I’ve also been reading the individual case histories of patients. I’m surprised at the severity of oxygen therapy needed for low-risk patients. In some cases, it appears high-flow oxygen at 10 liters per minute is needed.
For context, if your heart stops beating and you stop breathing completely, medical professionals would give you 15 liters per minute. It’s shocking to me that one might need 10 liters per minute of 100% oxygen just to be able to lie in a bed.
At that level, one would likely die without oxygen support. Keep in mind, this is for someone in a low-risk category. (I don’t have data on comorbidities; so the data is certainly incomplete on this).
I figure that I can’t control if I get a life-threatening illness that ultimately kills me.
However, I’m going to be super pissed if I have a survivable illness, but end up dying in the hospital parking lot waiting in line — especially if that situation was preventable (which, to large extent, it is).
- Long-Term Lung Damage — Little is known about the long-term ramifications of COVID-19. Some patients in Hong Kong who have fully recovered have had lung tissue scarring with a 20%-30% reduction in oxygen transport capability. There isn’t sufficient longitudinal data on this disease. In short, we don’t know what we don’t know.
Realistically, it will not be possible to avoid the virus forever. Most epidemiological estimates indicate 20%-40% of the world will eventually get COVID-19.
That said, if I have to get it, I’d prefer to get it much later in the process… after the hospital demand vs. capacity crisis has abated… after hospital procedures have been refined… after testing turnaround times have come down… after the 200 clinical trials in Wuhan have reached some useful conclusions… after some anti-viral medications have been proven to be safe and effective… after a vaccine has been developed.
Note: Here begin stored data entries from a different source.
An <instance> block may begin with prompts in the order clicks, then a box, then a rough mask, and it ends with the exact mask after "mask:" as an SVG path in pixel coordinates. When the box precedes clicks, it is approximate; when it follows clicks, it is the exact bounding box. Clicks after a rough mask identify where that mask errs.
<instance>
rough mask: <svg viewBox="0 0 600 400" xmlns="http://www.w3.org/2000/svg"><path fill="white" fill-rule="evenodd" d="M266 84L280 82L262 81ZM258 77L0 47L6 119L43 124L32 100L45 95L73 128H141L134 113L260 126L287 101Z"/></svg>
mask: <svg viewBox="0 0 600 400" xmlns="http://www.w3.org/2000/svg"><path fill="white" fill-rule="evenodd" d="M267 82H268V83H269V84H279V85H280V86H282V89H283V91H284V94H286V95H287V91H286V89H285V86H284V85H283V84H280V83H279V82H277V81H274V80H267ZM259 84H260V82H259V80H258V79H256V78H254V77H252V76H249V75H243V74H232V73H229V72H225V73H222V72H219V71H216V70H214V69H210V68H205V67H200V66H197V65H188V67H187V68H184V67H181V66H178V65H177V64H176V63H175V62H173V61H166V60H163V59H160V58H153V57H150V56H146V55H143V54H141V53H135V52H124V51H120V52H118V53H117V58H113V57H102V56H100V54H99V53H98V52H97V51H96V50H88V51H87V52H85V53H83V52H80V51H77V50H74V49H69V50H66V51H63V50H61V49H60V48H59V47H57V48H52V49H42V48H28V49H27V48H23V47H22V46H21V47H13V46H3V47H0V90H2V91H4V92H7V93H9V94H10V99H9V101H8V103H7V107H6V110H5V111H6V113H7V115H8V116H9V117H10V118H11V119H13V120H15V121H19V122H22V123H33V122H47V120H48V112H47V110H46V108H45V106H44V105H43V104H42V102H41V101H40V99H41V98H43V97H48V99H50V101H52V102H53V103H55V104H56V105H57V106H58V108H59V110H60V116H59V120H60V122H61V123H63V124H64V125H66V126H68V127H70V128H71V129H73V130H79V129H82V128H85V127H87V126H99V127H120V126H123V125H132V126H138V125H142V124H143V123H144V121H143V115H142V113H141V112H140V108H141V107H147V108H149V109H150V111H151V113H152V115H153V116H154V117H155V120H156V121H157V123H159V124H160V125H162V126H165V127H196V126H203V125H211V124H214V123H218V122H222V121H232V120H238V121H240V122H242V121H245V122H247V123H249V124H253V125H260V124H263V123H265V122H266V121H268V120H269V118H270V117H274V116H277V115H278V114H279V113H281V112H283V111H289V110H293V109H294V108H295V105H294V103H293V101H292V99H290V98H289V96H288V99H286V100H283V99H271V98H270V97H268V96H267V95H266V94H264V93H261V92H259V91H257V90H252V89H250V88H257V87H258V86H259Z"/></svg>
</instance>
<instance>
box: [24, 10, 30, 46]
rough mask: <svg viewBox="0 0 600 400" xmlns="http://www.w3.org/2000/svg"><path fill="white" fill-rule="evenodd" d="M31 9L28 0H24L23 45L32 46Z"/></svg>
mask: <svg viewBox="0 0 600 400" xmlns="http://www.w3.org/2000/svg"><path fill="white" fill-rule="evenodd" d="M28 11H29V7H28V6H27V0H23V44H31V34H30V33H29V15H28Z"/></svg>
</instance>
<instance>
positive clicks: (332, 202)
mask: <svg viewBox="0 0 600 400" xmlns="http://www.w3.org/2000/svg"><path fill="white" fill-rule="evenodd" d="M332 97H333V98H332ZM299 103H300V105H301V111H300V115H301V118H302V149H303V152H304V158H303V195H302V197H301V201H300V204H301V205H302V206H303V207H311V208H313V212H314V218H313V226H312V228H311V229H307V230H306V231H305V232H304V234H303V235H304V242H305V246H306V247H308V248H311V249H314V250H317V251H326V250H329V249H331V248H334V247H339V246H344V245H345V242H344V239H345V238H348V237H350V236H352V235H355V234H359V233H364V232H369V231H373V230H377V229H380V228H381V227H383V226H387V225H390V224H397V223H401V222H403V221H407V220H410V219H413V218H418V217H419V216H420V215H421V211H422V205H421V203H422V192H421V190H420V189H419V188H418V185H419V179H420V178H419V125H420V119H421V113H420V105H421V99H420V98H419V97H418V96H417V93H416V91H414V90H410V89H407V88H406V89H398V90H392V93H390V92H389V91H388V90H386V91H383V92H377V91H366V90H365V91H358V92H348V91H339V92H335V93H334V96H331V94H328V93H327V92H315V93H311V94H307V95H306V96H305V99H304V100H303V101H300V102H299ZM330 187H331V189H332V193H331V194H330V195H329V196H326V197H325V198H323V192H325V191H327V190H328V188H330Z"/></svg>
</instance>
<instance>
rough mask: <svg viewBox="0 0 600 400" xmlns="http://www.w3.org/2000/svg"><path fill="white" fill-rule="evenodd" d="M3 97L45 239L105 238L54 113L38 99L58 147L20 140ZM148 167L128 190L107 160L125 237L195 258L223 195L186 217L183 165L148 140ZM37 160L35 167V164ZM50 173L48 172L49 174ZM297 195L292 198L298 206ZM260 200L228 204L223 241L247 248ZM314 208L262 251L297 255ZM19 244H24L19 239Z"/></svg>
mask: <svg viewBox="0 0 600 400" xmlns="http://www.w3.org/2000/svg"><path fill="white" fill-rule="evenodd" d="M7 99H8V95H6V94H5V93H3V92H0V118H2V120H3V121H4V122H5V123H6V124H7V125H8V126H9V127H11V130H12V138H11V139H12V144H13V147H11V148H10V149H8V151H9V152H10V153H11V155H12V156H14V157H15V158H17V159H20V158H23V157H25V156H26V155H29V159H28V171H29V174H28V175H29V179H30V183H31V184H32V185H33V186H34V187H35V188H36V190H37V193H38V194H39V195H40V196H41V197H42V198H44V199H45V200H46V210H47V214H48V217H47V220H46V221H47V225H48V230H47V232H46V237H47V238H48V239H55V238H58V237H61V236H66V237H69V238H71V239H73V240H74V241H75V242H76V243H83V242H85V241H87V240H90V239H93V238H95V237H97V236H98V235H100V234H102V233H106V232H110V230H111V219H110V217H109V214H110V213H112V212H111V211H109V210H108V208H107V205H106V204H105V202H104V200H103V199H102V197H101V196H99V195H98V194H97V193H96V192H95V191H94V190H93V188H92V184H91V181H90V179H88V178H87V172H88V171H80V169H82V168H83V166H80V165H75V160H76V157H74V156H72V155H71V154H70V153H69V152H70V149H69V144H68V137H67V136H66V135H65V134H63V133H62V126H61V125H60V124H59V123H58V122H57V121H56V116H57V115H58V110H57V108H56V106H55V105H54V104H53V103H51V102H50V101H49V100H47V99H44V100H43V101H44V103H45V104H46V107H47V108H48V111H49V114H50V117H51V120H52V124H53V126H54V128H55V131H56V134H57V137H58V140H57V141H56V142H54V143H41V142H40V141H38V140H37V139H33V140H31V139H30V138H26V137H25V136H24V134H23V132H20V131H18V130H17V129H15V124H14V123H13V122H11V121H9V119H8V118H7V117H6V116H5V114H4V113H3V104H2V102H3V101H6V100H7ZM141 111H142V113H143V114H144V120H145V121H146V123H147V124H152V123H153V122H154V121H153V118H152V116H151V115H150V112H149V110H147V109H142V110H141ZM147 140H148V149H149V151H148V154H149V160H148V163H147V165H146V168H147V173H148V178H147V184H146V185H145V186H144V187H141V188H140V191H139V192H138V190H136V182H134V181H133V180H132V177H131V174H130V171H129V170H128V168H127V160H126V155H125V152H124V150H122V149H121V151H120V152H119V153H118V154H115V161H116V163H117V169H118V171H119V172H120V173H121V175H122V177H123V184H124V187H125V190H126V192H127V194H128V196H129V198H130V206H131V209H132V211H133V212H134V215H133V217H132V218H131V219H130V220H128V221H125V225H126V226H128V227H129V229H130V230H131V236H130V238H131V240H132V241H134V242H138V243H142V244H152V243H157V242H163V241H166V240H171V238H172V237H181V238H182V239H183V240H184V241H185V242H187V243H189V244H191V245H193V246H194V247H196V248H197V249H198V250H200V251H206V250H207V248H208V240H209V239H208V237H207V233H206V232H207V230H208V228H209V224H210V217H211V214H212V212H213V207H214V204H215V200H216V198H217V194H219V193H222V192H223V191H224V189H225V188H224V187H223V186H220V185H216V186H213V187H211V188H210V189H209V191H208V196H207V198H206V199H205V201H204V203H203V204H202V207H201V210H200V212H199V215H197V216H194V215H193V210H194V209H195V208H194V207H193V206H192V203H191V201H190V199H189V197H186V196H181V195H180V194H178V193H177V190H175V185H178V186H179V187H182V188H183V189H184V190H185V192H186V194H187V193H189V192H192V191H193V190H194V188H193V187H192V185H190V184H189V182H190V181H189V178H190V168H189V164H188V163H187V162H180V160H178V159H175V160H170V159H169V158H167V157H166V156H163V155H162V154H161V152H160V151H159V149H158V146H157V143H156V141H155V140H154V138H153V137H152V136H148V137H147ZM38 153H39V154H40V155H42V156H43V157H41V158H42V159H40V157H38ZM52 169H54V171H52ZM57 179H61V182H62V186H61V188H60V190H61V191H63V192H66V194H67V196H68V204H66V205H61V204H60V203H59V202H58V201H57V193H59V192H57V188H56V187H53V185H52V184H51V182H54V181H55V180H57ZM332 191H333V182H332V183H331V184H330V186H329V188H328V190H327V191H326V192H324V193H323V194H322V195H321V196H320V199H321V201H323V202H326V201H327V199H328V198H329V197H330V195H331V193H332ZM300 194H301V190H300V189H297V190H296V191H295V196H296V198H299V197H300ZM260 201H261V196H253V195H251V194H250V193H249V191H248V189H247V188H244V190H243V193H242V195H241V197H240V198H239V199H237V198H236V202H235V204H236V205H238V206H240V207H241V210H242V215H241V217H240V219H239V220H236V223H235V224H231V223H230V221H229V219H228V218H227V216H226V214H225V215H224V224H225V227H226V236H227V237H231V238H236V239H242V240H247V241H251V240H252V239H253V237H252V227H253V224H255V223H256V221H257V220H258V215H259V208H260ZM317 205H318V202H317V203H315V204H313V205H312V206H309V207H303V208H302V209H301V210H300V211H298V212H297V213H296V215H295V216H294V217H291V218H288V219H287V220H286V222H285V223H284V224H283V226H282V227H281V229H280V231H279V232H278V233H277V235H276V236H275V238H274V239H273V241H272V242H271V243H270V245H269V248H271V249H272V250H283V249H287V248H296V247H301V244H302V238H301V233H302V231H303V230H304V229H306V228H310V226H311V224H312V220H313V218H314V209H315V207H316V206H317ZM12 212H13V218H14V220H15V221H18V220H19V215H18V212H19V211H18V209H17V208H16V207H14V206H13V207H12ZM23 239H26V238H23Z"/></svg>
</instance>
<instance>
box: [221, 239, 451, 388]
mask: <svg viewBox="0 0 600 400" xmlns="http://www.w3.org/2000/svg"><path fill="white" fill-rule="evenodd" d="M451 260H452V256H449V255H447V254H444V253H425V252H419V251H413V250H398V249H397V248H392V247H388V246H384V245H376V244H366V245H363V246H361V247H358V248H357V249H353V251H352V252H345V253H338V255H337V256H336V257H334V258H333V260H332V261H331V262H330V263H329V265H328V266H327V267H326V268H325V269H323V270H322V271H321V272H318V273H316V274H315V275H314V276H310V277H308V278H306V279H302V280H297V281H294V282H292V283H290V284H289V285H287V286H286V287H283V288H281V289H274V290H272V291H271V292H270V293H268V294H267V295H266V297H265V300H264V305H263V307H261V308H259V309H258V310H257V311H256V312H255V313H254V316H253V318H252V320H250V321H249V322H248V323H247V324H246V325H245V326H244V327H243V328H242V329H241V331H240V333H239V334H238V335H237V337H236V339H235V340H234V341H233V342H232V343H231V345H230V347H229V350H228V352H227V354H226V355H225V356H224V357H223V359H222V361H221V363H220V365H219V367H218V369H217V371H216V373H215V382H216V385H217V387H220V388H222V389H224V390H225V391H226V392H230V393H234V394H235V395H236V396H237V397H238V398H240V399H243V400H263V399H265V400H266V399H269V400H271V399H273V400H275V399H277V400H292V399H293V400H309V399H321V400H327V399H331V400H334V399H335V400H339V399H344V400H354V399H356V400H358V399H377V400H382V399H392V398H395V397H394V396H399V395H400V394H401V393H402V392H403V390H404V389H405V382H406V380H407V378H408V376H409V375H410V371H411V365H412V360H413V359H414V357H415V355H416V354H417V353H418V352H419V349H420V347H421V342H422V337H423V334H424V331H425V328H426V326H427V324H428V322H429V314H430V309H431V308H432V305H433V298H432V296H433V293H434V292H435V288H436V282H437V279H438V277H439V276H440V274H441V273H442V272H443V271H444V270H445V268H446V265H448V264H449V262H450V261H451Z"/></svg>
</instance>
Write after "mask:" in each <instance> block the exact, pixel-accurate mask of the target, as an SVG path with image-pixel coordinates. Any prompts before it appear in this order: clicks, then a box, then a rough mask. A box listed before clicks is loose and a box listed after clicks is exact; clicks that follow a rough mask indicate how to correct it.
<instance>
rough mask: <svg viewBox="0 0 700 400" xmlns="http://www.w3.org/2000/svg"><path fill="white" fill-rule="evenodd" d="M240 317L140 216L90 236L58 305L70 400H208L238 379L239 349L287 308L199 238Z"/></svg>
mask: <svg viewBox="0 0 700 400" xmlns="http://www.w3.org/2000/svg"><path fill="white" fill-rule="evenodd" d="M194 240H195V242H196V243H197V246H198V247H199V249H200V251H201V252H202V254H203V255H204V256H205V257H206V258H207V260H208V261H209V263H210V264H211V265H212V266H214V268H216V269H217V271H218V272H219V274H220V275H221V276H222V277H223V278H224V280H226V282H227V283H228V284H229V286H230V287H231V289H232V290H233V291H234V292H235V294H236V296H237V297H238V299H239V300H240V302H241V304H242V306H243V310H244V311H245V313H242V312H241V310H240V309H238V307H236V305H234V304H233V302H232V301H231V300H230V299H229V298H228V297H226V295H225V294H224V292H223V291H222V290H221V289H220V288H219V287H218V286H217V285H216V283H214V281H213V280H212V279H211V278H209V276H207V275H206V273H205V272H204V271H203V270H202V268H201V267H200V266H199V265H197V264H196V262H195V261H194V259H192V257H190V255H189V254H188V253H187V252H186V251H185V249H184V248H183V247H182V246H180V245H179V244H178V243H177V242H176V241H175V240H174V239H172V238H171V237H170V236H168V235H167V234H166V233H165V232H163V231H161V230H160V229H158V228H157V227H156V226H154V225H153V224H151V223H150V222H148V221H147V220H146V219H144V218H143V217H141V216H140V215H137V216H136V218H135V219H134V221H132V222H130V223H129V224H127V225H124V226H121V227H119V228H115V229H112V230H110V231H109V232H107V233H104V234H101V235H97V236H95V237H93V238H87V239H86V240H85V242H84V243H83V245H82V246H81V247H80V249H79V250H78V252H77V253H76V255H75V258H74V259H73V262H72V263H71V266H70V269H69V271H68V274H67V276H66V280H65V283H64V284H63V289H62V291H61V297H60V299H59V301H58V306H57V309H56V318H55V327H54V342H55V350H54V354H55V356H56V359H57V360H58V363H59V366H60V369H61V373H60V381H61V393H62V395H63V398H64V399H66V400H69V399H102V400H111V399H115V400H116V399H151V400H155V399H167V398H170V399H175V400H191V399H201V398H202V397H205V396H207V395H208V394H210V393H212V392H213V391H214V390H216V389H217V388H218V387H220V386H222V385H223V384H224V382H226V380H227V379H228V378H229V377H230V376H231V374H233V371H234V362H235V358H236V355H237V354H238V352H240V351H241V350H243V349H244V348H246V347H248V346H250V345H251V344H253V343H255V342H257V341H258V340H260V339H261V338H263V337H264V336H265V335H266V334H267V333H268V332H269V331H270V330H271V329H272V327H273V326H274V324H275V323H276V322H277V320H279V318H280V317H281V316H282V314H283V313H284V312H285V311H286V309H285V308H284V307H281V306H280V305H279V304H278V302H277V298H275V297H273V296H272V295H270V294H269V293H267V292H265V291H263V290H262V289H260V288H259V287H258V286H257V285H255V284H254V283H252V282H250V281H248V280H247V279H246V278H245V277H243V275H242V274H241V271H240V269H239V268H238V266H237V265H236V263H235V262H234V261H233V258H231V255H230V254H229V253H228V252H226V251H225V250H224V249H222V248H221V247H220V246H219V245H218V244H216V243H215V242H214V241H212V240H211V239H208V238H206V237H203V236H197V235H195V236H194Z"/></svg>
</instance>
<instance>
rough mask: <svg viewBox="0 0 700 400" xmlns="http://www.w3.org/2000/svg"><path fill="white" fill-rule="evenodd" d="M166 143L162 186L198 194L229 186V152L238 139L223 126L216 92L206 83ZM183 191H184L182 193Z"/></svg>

In short, my conclusion after all of this research and analysis is simple:
Update March 20, 2020
Thanks to a few readers who pointed out a math error I made in a previous version of this article. I actually made two errors. The first several people caught (a computation error). The second nobody noticed. The second error (which has since been revised) is that a patient that requires a ventilator typically needs 3 – 4 weeks of it before they recover. This significantly increases the demand for ICU beds and ventilators.